Forgiveness therapy is focus of program
By LINDA M. LINONIS
CANFIELD
When a person forgives a wrong, physical, emotional and spiritual benefits result.
That concept was among several discussed during a program Thursday on “Forgiveness Therapy: Sowing the Seeds in our Youth” at Drake’s Landing, 2177 W. Western Reserve Road. Sponsors were Mahoning County Juvenile Court and Mahoning County Juvenile Court Community Advisory Board.
The event attracted about 100 people including counselors, therapists, youth workers and those in social service agencies. Judge Theresa Dellick welcomed the group. The session, according to its literature, aimed to show that forgiveness therapy can be an antidote to the violence, rage and revenge that permeates society.
Bishop George Murry of the Diocese of Youngstown presented “Theological Perspective of the Power of Forgiveness and Apology.” He said “forgiveness is rooted in a relationship with God and is releasing negative thoughts.”
He cited Ephesians 4:32, “And be ye kind one to another, tenderhearted, forgiving one another, even as God for Christ’s sake hath forgiven you.”
Bishop Murry said there are practical reasons with the virtue of forgiveness. “It makes you happier,” he said. “When you hold a grudge, your blood pressure and heart rate spike and you damage your immune system.” He continued that holding grudges also “undermines feelings of trust.”
“Forgiveness is a choice of will,” Bishop Murry said. “Forgiveness is not forgetting or pretending something didn’t happen ... it’s letting go of pain.”
He emphasized forgiveness “is not giving permission for offensive and hurtful behavior to continue or condoning that behavior.”
Bishop Murry said he visited the church in Charleston, S.C., where nine people were killed. He conveyed that church members talked about forgiving but noted that the shooter had to be held accountable. “Justice is the responsibility of the state where people are accountable for obeying the law. We can forgive someone but still want justice,” he pointed out.
Apologizing to a wronged person takes “courage, humility and willingness to take a risk,” he said. Especially in family situations, the bishop said, apologizing is a step to rebuilding a relationship.

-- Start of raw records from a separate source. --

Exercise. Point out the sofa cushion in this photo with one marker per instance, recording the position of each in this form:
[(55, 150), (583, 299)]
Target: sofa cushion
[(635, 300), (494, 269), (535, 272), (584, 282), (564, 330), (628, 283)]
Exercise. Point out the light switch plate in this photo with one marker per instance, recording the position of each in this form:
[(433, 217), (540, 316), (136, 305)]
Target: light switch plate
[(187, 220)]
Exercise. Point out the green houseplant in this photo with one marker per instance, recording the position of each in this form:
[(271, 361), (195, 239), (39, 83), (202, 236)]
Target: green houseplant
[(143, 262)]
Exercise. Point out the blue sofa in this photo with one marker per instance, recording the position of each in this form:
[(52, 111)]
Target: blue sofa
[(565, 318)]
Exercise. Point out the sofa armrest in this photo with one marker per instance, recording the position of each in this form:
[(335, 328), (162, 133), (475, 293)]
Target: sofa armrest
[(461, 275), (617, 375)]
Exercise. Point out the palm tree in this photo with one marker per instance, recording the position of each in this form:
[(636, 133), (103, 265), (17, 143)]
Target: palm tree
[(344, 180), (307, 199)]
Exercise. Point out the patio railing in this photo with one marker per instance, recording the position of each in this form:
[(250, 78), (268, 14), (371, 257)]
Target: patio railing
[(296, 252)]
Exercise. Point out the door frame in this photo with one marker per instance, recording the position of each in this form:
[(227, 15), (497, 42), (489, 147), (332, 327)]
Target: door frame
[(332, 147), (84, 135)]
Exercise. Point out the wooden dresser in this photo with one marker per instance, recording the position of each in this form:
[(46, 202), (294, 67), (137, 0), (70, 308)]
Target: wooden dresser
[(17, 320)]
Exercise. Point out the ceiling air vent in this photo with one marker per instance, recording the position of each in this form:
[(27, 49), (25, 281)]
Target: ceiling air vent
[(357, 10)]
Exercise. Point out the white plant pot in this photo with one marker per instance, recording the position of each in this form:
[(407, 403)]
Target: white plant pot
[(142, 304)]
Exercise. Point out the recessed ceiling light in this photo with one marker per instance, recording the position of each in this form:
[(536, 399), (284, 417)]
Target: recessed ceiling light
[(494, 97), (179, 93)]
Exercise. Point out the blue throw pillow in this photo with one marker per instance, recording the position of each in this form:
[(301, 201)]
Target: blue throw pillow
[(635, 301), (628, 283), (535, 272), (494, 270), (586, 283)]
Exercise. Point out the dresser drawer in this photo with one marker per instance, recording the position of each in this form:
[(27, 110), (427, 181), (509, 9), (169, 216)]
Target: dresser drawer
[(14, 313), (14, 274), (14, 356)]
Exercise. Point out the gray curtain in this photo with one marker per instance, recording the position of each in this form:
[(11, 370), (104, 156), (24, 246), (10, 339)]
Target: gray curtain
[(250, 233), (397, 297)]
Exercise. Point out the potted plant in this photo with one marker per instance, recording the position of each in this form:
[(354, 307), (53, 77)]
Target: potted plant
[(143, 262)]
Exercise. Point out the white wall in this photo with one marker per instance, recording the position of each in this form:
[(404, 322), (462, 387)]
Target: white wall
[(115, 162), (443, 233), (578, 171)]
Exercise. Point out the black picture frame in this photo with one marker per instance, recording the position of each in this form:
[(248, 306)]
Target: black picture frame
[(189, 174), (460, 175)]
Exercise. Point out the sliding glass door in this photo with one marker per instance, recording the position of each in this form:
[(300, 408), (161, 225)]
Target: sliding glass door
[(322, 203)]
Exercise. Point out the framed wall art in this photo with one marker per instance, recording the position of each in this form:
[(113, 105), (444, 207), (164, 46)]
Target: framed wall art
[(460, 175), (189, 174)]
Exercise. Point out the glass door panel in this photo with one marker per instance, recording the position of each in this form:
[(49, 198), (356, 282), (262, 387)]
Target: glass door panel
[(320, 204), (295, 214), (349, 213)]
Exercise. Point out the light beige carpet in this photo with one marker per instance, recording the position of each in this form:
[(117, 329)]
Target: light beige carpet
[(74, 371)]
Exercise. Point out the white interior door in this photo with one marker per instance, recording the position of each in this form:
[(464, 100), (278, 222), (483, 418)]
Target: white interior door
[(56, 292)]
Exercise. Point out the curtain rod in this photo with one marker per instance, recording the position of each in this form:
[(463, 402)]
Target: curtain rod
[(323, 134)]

Via Skype, Gayle Reed presented “The Practice and Benefits of Forgiveness Therapy – A Clinical and Developmental Framework for Healing.” She has a doctorate from the University of Wisconsin in Madison, where she conducted forgiveness research with Dr. Robert Enright, founder of International Forgiveness Institute. She discussed the forgiveness therapy model.
“What wrong has been done to you harms your inherent worth,” she said. “Adolescents need help with this.” Reed said youths and adults must realize that “some bad things may happen” in their lives and how they cope influences their lives.
Reed said forgiveness therapy yields “positive results.” She said, “not forgiving hurts.” Unresolved anger from such situations as incest, abuse, infidelity, neglect and bullying produce anxiety, depression, stress, low self-esteem, diminished relationships, poor decisions and possible substance abuse, Reed said.
The one wronged may practice repetitive retelling of the wrong, identify as a victim and have psychological distress. “The benefits of therapy are an increase in hope, self-esteem, social skills and sense of inherent worth,” she said. “Forgiveness is not forgetting or excusing.”
Reed said answering the question “what kind of person do I want to be” is crucial for adolescents. “Resentment and revenge don’t work. When you choose forgiveness, you are free,” she said.
Other speakers were Jim Tressel, president of Youngstown State University, on “Practical Application of Forgiveness and Apology;” Lorraine Whoberry, crime victim, and Rex Dell, director of clinical service at MCJC, on “Heal My Wounds, Leave Me Scars – A Mother’s Fight for Justice and Journey to Forgiveness;” and Jennifer Merritt, director of alternative education for Mahoning County Educational Service Center, “Sowing the Seeds of Forgiveness in our Youth: Teaching our Youth how to Forgive.”